1 Joh 2,29-3,6
Wenn ihr wißt, daß er gerecht ist, erkennt auch, daß jeder, der die Gerechtigkeit tut, von Gott stammt. Seht, wie groß die Liebe ist, die der Vater uns geschenkt hat: Wir heißen Kinder Gottes und wir sind es. Die Welt erkennt uns nicht, weil sie ihn nicht erkannt hat. Liebe Brüder, jetzt sind wir Kinder Gottes. Aber was wir sein werden, ist noch nicht offenbar geworden. Wir wissen, daß wir ihm ähnlich sein werden, wenn er offenbar wird; denn wir werden ihn sehen, wie er ist. Jeder, der dies von ihm erhofft, heiligt sich, so wie Er heilig ist. Jeder, der die Sünde tut, handelt gesetzwidrig; denn Sünde ist Gesetzwidrigkeit. Ihr wißt, daß er erschienen ist, um die Sünde wegzunehmen, und er selbst ist ohne Sünde.
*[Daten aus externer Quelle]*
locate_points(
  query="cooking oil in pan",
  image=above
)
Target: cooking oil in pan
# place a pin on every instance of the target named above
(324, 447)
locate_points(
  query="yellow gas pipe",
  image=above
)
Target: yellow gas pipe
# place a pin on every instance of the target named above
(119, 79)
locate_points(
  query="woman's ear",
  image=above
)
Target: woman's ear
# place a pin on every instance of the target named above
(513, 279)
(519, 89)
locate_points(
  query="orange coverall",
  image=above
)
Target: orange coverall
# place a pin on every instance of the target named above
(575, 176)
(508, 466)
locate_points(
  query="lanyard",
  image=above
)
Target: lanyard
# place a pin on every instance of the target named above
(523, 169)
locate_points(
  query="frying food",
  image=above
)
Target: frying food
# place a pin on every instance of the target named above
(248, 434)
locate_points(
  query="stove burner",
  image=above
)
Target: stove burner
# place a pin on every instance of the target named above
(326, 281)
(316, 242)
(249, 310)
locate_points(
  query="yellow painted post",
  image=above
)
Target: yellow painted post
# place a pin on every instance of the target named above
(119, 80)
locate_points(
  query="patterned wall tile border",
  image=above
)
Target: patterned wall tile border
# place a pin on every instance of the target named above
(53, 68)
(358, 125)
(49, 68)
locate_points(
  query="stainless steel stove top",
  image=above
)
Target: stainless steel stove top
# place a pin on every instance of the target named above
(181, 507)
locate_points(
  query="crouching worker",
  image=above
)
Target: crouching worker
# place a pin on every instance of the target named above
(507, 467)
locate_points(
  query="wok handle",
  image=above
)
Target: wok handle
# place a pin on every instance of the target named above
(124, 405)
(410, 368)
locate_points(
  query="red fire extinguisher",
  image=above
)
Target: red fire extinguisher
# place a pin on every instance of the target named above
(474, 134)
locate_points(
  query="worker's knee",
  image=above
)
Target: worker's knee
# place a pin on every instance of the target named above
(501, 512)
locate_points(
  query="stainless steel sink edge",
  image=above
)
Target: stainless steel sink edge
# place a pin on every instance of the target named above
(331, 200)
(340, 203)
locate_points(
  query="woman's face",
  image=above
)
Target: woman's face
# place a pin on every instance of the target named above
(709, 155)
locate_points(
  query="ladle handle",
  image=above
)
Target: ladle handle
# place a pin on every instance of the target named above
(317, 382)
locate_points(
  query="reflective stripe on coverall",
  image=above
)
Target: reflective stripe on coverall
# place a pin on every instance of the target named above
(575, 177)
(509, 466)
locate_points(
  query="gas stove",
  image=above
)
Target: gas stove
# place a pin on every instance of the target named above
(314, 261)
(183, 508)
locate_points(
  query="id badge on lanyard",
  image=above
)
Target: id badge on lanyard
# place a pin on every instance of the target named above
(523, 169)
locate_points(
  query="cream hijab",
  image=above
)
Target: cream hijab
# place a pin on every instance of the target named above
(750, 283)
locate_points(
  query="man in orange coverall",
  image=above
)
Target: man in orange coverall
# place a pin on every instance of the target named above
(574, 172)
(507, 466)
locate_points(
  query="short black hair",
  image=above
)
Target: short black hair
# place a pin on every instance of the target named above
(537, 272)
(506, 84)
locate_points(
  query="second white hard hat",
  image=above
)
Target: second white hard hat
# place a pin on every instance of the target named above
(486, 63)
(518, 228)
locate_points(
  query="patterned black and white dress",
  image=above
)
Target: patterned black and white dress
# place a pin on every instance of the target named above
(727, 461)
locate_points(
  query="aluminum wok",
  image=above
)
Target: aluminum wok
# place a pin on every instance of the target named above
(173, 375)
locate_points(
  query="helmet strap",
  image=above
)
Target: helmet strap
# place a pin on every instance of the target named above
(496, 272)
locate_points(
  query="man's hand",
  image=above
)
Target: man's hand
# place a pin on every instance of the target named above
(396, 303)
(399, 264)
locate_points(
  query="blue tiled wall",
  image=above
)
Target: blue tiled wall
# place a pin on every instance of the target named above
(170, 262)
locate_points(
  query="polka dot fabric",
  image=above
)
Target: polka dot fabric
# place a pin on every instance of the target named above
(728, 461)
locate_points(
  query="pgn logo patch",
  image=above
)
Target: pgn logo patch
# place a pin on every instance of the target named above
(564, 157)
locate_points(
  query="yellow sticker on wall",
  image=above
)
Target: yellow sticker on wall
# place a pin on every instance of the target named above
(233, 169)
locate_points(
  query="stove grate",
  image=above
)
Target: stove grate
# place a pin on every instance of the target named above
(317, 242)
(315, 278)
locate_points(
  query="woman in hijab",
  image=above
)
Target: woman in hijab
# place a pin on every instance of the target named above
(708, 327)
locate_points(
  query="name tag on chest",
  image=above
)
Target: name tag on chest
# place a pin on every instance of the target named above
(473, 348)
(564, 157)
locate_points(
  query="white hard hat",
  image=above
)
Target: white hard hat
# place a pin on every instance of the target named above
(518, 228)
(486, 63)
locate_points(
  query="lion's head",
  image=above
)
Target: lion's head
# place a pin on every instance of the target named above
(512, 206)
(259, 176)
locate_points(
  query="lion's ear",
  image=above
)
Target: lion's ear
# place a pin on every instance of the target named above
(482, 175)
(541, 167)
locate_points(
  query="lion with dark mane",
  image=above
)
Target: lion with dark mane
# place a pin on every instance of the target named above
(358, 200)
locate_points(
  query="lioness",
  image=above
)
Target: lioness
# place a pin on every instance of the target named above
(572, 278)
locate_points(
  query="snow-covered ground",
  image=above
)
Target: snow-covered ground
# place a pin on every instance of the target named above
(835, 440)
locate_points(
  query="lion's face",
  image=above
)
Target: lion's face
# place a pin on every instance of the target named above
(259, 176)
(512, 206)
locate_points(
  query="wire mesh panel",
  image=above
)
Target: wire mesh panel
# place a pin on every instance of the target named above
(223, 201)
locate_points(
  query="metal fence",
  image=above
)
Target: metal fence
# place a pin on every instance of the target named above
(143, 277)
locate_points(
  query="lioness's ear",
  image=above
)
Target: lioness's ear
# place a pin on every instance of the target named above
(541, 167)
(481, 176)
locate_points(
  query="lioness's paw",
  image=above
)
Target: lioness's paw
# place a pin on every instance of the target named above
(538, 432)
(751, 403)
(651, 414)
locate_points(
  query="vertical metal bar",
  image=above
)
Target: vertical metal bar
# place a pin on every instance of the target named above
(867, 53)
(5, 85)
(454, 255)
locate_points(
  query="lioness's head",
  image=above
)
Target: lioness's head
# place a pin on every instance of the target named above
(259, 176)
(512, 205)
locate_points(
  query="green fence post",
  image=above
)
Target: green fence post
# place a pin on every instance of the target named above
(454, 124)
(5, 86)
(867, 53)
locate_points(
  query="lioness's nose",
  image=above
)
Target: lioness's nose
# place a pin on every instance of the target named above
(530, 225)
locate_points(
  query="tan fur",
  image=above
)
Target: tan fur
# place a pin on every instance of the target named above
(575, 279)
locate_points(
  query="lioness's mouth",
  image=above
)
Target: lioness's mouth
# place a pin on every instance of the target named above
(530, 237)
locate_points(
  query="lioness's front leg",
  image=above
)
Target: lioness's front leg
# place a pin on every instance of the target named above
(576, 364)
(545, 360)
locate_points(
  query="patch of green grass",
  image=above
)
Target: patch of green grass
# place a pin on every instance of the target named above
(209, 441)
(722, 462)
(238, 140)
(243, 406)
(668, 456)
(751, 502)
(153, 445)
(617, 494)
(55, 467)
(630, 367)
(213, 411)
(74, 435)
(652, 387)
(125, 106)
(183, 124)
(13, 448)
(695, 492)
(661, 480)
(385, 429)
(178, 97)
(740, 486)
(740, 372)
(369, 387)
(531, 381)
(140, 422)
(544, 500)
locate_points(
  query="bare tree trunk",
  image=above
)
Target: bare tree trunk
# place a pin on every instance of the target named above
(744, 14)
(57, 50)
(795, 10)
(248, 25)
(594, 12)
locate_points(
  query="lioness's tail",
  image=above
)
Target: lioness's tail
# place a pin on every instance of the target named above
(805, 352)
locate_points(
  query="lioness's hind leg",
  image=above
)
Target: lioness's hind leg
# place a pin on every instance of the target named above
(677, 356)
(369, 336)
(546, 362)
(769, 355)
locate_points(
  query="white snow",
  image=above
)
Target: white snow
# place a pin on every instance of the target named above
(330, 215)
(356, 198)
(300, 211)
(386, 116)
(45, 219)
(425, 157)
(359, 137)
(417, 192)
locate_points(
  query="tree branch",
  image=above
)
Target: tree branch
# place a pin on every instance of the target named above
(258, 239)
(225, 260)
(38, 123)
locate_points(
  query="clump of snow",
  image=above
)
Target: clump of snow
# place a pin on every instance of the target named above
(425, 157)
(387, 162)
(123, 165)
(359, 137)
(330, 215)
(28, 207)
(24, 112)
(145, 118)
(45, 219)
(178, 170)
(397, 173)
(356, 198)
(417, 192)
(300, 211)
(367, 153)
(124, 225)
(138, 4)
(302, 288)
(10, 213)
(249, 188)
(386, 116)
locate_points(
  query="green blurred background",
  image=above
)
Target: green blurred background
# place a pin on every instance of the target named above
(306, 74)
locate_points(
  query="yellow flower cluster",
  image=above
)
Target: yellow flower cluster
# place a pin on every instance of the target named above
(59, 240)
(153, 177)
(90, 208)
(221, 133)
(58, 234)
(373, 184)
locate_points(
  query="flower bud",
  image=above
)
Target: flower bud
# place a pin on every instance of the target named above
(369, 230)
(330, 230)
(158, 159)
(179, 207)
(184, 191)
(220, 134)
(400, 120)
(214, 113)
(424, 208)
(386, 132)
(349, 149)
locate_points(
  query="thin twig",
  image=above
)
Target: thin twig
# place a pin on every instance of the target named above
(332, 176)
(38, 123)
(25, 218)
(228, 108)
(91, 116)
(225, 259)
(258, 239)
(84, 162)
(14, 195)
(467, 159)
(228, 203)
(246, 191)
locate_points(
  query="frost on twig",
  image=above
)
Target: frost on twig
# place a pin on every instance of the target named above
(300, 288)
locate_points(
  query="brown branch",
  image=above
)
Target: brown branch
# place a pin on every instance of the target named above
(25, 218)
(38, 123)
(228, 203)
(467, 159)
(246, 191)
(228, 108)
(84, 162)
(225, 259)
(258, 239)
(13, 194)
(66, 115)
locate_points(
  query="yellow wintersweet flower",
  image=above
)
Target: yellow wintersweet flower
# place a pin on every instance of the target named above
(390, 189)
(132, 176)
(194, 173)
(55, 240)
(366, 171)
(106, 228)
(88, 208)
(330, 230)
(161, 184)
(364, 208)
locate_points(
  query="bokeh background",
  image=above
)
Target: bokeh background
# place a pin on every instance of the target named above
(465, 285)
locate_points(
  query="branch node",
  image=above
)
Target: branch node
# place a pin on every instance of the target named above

Jeder, der in ihm bleibt, sündigt nicht. Jeder, der sündigt, hat ihn nicht gesehen und ihn nicht erkannt.
Das furchtbar große Übel in dieser Welt ist die Sünde. Sünde heißt Trennung von Gott und wird hier im Text als »Gesetzeswidrigkeit« bezeichnet.
Gott hat uns seine Gebote gegeben, damit wir eine klare Orientierung haben, was sein heiliger Wille ist. In jeder Sünde ist eine Auflehnung gegen Gott vorhanden, auch wenn der Mensch das nicht merkt.
Die Frage der Schuld ist davon zu unterscheiden. Wenn ein Mensch z.B. nicht genug von der Existenz der Sünde gehört hat und deshalb auch sein Gewissen wenig geformt ist, dann verhält es sich in Bezug auf die Schuld anders, als wenn jemand die Gebote Gottes genau kennt. Objektiv bleibt die Sünde jedoch eine Auflehnung gegen Gott, eine Absage an Gott und eine Verbindung mit der Welt der Lüge.
Es ist wichtig, daß wir das klar vor Augen haben, sonst können wir auch die wahre Barmherzigkeit Gottes nicht verstehen.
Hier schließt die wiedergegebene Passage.